The Man Cave. Men are pretty simple creatures, so it’s nothing more than a space all their own where they can be men. Maybe there’s a pool table, a mini-fridge stocked with beer, a gaming system of some sort, porn…the list goes on, but it’s their favorite thing confined to a small space, usually right there in the home. Peter from “Real Housewives of Atlanta” made it known that he was interested in a Man Cave outside of his home.
I believe that once your husbands says that he wants a separate space for himself, outside the home, without you in it, he’s basically saying, I need to be without you. I think that any man who says that or does that is pushing the limitations on what being in a relationship is. That means I have checked out and it is no longer about us and what we need as a unit and that’s setting up for failure.
I’ve never been married, but I do understand that sometimes space is necessary, but why not have a weekend escape or just a few hours out with your boys? There’s plenty of options that don’t include such drastic measures as getting your own place. I need to know if more men think this way, so I asked a few different grown men (married, single and divorced) and a few married women–man cave outside the home–yes or no?
“I think that’s just maybe the beginning of a divorce because obviously, if you’re in a marriage, you’re dealing with each other face-to-face in the same space, but if every time there’s a problem, he’s gonna go to this man cave that’s external to the home, then, what’s the point?” -30-something married woman of 14 years
“The only thing I would have outside the home is an office. Otherwise, I mean, if I’m going to have a whole other place outside the house, I’m gonna be tempted.” -30-something married man of 4 years
There’s absolutely nothing wrong about needing space, but it’s when that space is across town, there’s the problem.

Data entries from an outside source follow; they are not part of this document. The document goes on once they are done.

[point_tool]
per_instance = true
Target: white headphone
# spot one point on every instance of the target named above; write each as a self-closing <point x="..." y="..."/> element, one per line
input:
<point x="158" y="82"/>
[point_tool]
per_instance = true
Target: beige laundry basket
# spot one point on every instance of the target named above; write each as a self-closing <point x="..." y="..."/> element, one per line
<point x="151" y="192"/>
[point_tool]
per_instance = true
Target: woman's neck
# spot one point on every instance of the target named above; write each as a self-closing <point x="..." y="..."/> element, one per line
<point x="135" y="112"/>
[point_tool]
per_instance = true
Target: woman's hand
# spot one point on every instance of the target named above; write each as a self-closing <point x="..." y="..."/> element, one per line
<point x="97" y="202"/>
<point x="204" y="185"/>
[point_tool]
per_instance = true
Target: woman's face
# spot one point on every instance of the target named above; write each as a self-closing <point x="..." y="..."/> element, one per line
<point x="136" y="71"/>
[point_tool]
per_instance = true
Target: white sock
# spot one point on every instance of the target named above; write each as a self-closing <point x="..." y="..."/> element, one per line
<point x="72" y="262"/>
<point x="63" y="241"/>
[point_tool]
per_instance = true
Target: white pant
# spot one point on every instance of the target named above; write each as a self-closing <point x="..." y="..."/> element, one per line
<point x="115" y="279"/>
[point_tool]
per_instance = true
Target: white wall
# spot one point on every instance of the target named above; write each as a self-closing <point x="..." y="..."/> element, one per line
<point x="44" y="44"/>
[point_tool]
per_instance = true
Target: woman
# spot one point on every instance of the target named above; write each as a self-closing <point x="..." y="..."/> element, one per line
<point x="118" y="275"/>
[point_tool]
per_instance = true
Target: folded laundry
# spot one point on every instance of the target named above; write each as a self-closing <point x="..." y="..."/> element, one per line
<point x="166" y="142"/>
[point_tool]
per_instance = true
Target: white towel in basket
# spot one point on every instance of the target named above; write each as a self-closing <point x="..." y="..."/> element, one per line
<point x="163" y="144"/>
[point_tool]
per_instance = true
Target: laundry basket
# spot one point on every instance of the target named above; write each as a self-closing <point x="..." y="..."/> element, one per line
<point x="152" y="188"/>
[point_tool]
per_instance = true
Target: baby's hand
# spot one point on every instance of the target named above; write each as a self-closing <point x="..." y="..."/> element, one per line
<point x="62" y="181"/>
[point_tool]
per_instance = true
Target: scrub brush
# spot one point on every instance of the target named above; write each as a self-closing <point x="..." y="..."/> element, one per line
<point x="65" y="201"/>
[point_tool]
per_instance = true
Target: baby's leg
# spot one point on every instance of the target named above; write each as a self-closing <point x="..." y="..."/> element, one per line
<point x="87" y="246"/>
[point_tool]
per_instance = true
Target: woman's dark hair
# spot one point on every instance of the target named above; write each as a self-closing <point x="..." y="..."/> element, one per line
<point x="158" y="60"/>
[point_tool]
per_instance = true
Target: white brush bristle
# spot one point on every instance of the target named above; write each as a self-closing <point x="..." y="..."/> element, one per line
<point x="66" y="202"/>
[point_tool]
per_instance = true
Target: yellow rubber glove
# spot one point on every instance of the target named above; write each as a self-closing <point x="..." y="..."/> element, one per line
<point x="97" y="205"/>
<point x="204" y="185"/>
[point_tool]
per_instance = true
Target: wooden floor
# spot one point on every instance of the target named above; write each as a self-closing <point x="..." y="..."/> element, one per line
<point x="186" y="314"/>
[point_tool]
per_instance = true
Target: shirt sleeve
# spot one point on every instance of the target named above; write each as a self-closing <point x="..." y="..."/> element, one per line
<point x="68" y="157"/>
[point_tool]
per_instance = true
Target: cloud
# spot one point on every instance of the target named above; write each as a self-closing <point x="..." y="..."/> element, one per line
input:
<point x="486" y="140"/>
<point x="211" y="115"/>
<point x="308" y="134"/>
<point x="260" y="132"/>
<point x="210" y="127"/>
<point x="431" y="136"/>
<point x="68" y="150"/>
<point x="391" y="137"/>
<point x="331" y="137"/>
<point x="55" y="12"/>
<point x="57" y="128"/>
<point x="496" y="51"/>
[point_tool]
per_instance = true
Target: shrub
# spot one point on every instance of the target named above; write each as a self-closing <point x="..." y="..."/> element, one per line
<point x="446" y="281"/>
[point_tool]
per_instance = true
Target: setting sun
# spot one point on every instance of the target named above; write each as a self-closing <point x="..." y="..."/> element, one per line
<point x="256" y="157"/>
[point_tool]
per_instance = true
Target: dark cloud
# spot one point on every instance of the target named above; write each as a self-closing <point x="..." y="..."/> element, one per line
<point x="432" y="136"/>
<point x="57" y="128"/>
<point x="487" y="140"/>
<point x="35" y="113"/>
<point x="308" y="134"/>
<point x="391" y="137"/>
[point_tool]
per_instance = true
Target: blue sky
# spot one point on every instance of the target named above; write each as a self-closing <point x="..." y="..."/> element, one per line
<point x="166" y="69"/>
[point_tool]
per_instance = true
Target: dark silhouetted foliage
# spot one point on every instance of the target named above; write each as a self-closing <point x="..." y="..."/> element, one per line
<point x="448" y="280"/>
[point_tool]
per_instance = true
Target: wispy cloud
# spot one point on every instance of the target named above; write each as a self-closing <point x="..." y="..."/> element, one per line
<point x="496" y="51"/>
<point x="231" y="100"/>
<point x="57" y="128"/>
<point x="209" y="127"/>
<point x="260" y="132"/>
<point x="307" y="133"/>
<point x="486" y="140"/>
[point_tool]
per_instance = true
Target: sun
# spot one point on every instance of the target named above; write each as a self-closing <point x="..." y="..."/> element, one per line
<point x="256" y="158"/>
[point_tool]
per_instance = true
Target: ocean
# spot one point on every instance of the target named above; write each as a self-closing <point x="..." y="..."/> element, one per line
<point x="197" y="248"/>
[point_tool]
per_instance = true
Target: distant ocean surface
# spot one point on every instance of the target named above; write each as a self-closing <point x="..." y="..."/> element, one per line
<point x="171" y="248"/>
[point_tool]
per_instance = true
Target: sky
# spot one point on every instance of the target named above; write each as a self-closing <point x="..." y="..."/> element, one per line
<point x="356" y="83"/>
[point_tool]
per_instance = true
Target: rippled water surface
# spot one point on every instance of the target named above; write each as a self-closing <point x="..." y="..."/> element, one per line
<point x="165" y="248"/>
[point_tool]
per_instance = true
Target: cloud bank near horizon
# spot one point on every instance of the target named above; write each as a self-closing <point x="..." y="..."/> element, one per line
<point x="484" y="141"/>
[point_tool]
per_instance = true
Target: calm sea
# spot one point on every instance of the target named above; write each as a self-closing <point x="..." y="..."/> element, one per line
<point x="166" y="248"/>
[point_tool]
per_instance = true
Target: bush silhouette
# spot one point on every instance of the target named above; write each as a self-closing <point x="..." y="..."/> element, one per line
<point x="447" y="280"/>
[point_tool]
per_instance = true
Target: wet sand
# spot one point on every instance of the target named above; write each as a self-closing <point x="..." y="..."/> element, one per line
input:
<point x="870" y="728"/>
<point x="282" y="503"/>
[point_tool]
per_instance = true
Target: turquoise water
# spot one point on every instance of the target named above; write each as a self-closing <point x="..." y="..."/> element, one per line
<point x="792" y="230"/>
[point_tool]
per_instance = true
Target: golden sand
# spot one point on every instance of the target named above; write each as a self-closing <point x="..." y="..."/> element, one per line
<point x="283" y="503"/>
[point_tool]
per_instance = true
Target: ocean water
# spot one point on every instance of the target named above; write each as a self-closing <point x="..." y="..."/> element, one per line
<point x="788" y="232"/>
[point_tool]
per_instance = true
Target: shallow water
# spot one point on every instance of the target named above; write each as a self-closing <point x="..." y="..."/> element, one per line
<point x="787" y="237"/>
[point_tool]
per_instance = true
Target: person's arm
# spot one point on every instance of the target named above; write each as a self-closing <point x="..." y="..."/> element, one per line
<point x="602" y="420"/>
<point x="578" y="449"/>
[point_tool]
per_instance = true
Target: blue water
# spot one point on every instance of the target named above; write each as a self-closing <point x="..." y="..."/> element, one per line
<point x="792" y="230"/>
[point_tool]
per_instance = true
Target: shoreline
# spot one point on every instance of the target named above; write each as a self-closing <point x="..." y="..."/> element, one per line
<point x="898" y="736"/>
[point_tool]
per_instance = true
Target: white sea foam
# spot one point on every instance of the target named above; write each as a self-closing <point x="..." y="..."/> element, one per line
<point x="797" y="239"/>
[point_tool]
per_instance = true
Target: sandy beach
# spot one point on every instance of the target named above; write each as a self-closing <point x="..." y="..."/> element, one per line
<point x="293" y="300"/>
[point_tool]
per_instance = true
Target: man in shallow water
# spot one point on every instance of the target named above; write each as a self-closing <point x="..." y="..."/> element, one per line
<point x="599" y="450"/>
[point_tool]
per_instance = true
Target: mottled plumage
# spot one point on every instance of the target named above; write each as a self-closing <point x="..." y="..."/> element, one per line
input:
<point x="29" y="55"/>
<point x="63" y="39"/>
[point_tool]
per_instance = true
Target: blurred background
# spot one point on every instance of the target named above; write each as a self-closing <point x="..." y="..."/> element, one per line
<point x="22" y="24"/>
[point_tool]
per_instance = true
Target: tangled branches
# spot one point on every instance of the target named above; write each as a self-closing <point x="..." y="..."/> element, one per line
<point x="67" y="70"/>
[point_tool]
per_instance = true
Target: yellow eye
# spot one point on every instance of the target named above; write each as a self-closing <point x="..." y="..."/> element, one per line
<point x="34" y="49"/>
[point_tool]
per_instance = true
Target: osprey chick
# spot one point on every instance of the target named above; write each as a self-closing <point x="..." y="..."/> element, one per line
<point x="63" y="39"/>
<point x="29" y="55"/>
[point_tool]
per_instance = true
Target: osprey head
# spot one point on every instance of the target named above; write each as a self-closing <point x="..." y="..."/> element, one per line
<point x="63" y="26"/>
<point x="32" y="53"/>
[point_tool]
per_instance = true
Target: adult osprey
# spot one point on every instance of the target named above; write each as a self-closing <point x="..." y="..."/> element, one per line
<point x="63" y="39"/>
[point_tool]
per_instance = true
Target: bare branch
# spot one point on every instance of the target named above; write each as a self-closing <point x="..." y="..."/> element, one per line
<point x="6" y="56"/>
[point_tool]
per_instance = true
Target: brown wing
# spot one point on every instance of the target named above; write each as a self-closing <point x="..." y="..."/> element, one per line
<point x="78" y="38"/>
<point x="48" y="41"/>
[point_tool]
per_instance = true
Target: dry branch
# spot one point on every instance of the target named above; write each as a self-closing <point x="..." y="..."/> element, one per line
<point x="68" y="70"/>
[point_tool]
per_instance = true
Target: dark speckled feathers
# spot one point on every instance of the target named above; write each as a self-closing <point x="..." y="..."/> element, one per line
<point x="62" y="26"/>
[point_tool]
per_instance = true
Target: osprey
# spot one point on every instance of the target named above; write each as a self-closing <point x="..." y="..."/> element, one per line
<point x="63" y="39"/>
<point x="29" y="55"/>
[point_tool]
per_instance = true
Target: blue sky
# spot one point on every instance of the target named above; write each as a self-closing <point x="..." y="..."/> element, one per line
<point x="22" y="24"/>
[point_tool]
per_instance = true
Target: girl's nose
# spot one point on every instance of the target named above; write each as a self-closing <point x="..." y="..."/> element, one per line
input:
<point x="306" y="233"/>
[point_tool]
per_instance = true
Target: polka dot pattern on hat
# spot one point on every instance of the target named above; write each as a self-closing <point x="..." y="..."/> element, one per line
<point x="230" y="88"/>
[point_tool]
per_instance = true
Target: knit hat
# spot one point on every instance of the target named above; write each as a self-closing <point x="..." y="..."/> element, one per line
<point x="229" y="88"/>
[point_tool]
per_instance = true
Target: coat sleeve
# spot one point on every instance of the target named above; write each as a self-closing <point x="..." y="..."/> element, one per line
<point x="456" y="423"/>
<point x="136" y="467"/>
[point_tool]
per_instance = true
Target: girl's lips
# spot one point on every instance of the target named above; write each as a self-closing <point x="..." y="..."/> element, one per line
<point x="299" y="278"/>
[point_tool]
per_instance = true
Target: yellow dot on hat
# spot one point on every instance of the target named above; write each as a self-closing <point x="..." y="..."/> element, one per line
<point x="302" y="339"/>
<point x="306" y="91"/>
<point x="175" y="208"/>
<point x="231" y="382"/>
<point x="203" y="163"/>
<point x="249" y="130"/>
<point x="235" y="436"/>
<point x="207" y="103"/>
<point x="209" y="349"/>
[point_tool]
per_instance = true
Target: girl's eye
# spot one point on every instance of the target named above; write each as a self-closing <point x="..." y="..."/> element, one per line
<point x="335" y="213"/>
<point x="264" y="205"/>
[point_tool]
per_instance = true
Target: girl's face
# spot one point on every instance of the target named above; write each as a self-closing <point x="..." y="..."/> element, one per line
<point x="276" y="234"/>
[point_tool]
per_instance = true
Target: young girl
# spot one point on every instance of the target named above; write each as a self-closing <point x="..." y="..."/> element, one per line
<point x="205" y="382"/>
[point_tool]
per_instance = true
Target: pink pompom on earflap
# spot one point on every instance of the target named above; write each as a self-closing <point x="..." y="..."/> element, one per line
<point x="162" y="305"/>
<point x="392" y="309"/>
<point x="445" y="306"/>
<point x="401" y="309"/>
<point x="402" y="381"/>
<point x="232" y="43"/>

“Let’s be clear, the man cave is in the house. I don’t take offense to it because he’s in the house. I know where he is. If he needs a timeout, go happily, go have your timeout. If you need me to bring you something, no problem, but you not going to have no man cave across town. Hell no.” -30-something married woman of 6 years
“You could have time away. I just don’t think you should get another apartment. You could have a guys’ night out. You just don’t need another apartment.” -20-something single man
“You do need a space, a room, the attic, someplace where you want to go watch the game. But, a whole apartment? Come on now.” -40-something married man of 13 years
So here’s what I’m getting–the Man Cave is perfectly fine to have within your house–a space where you can go to escape if you need to for a few hours, or if you want–spend the the night in there. At least you’re home. That action sends the bigger message of–yes I am annoyed with you, but I love you enough to stay home. Getting your Man Cave outside the apartment lends itself to being blamed for cheating or having to deal with being questioned and therefore not trusted by your wife. There’s too many negative implications when you express that you need an entire separate space from your wife.
Would you ever let your man have a Man Cave outside your home?